Le 31 octobre dernier, un avion de ligne russe s’écrasait dans le Sinai égyptien. Une semaine après le drame, les hypothèses fusent. Tour d’horizon des versions possibles.

23 minutes après avoir décollé de l’aéroport de Charm-El-Cheik, un avion russe s’écrase dans le désert du Sinai, tuant les 224 personnes à bord. Pendant que les recherches se poursuivent pour retrouver les derniers corps et éventuellement des indices, les spéculations vont bon train quant aux causes de l’accident. Si le branche égyptienne du groupe djihadiste Etat islamique (EI) affirme être responsable du crash, tout n’est pas encore résolu.

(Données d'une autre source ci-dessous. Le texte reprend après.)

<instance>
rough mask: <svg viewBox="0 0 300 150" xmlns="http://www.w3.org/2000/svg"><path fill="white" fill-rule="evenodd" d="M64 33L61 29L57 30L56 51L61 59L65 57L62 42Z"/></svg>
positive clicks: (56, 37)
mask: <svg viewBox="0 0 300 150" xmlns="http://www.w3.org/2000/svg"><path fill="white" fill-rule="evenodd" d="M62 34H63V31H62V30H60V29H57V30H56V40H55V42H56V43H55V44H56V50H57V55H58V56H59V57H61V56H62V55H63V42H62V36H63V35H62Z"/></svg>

Le ministère de l’aviation civile égyptien avait annoncé que les enquêteurs avaient extrait et validé le contenu de l’enregistreur de vol, une des deux boîtes noires de l’avion russe. Toutefois, la seconde boîte noire, qui enregistre les conversations dans le cockpit, a été partiellement endommagée et il faudra beaucoup de travail pour en collecter les données.

L’Etat Islamique se dit responsable

Le groupe Province du Sinaï, branche de l’organisation EI dans la région, a affirmé mercredi dans un message audio être à l’origine du crash, promettant d’en apporter la preuve en temps voulu. L’EI ne donne toutefois pas de détails supplémentaires sur son mode opératoire et la nature de son armement, une question qui divise les spécialistes. Les premières revendications djihadistes avaient été écartées car il est exclu que l’avion ait pu être atteint à près de 10 000 mètres d’altitude par un missile du type de ceux dont dispose l’organisation EI dans le Sinaï. Restent donc deux hypothèses : un problème technique provoquant une explosion et une dislocation immédiate de l’appareil sans laisser le temps au pilote de communiquer – cas rarissime, selon les experts –, ou une bombe installée dans l’appareil.

Vous pouvez voir ici une vidéo explicative de la BBC News (en anglais)

L’hypothèse de la bombe se précise

Londres et Washington, aidés d’experts aéronautiques accréditent fortement l’hypothèse d’un attentat. Une bombe se serait donc trouvée à bord de l’avion, en soute avec les bagages. Si la cause est bien un engin explosif, faut il remettre en question la sécurité au sein de l’aéroport de Charm El Cheik ? Plusieurs états partagent cet avis. Le Quai d’Orsay déconseille aujourd’hui les Français de se rendre dans la station balnéaire tandis que les avions en direction de la Grande Bretagne partiront sans bagages en soute. La théorie d’une bombe est en tous cas partagée par le Royaume-Uni et les Etats-Unis, en accord avec les spécialistes.

L’aéroport en question n’est en tous cas pas un modèle en matière de sécurité. Le problème ? Pour l’analyste américain David Soucie, c’est le personnel. Ils seraient en manque de contrôleurs pour les bagages et les quelques personnes travaillant sur place ne serait pas de toute confiance. L’accès aux pistes pose aussi problème : en mai, un homme avait été arrêté après s’être introduit sur le tarmac et avoir jeté un objet dans le moteur d’un avion.